Jared Kushner is preparing to fly from Israel to Morocco tomorrow with a group of Americans and Israelis to formalize another Trump executed diplomatic coup between Israel and her Arab neighbors. For several years already, Israel had established unofficial relationships with many of the Arab States especially in the Gulf. None of them were public but contacts and interactions between Israel and her oil rich neighbors were on-going. Kushner’s orchestrated trip now to Morocco formalizes another new relationship in the Middle East.
Unofficial contacts regarding commercial and economic matters between Israel and the Gulf States as well as Morocco existed even before the 2015 Iran nuclear deal was adopted by the P5 +1 and the European Union. Opposition to Iran’s aggressive conduct in the Gulf region and growing fear of the Shiite regime, already had brought Israel and the Sunni Arab states into a quasi-security alliance.
In October, President Trump and his son-in-law, celebrated these relationships in the Abraham Accords signed in Washington by Israel, the United Arab Emirates, and Bahrain. These diplomatic relations between the parties elevated the previously informal interactions to the public domain. Israelis are now traveling and visiting openly in Abu Dhabi and an Emirati sheik just bought a 50% stake in the Beitar Jerusalem football team.
Since the Abraham Accords were signed Kushner has brought Sudan almost to the same place, held extensive negotiations with the Saudis, and now appears to have brought Morocco to the point of normalizing relations with Israel. From Israel as well as from the Gulf States’ perspective these deals look impressive.
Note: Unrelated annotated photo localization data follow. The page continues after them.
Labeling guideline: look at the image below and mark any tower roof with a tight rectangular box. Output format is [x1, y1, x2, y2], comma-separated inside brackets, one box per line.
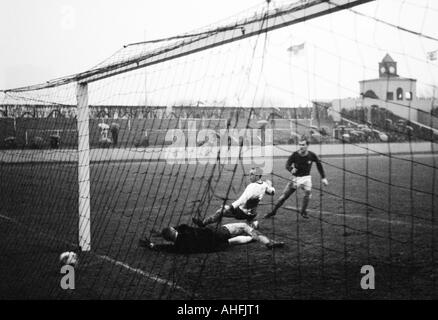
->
[381, 54, 395, 63]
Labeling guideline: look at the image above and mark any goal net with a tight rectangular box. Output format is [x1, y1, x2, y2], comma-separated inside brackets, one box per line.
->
[0, 0, 437, 299]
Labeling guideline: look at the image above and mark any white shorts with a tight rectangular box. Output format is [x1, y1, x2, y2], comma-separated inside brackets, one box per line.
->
[292, 175, 312, 191]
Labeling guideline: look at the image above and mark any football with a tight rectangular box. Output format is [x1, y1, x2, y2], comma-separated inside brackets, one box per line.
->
[59, 251, 78, 266]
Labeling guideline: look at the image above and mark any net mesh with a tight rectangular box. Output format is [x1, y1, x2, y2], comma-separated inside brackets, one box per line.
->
[0, 0, 437, 299]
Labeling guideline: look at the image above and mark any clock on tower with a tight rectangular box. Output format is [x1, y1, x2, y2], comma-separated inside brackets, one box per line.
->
[379, 54, 398, 78]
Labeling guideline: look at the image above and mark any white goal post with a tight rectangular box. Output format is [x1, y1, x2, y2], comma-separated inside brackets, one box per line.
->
[76, 83, 91, 251]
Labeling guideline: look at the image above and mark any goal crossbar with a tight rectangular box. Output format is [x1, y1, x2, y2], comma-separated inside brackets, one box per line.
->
[3, 0, 374, 92]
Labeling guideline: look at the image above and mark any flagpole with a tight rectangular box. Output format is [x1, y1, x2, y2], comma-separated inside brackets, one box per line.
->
[144, 29, 147, 109]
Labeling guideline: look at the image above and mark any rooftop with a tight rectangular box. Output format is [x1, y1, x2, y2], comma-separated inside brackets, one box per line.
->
[360, 77, 416, 83]
[381, 53, 395, 63]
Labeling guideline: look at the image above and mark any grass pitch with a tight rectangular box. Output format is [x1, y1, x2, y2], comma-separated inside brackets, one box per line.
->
[0, 154, 436, 299]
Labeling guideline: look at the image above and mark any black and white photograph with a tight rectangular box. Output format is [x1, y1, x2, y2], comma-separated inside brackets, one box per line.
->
[0, 0, 437, 305]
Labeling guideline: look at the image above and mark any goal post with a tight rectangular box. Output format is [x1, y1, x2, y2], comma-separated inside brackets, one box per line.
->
[76, 82, 91, 251]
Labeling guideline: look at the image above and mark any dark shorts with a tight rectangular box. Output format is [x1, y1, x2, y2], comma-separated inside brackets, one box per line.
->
[224, 208, 257, 221]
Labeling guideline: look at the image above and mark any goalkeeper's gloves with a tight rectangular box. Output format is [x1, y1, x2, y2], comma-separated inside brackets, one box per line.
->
[321, 178, 329, 186]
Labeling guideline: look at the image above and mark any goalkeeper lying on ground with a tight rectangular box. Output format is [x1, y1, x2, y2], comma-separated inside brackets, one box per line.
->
[139, 222, 284, 253]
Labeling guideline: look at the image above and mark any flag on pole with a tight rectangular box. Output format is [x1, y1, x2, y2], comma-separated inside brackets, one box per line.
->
[427, 50, 437, 61]
[287, 42, 305, 55]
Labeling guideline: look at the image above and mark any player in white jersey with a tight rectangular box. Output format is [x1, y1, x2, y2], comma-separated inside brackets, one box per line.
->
[192, 167, 275, 227]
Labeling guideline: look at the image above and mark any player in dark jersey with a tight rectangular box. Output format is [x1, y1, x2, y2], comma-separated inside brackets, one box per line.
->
[264, 138, 328, 219]
[139, 222, 284, 253]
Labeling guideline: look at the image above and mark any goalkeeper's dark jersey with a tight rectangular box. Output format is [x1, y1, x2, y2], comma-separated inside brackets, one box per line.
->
[286, 151, 325, 178]
[174, 224, 231, 253]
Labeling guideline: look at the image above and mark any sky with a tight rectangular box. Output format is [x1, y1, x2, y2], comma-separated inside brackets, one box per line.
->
[1, 0, 437, 107]
[0, 0, 267, 88]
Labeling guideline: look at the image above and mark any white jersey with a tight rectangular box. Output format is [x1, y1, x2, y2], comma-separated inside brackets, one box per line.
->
[232, 180, 275, 215]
When considered with a somewhat more detached eye, however, there are a number of curious things transpiring here not the least is the timing and that all this activity took in the waning days of the Trump Administration.
All these deals are being announced in Washington, unlike the initial Sadat visit to Jerusalem or the Oslo Accords which were announced by the participants. This immediately opens the question as to why the country doling out the sweeteners in all these deals was really an outside third party; the U.S. and the Trump Administration.
The Arab States receive trade and technological exchange in the agreement with Israel and a powerful military ally, (presumably) ready to act for their mutual benefit, if necessary, against Iran. The Trump Administration has offered the U.A.E. alone a $23.37 billion arms deal including the much coveted 50 F-35A fighters, 18 MQ-9B drones and air-to-air and air-to-ground munitions. Aside from the bonanza for Lockheed Martin, it is not clear what the U.S. will gain from this deal.
The skeptics of this arms deal both in Israel and the U.S. are not convinced that selling this equipment to the U.A.E. will enhance regional stability in the region. As with numerous other pieces in these dramatic moves in the Middle East by President Trump, many people have suggested that there must be underlying payback for the Trump-Kushner businesses to be revealed only after January 20.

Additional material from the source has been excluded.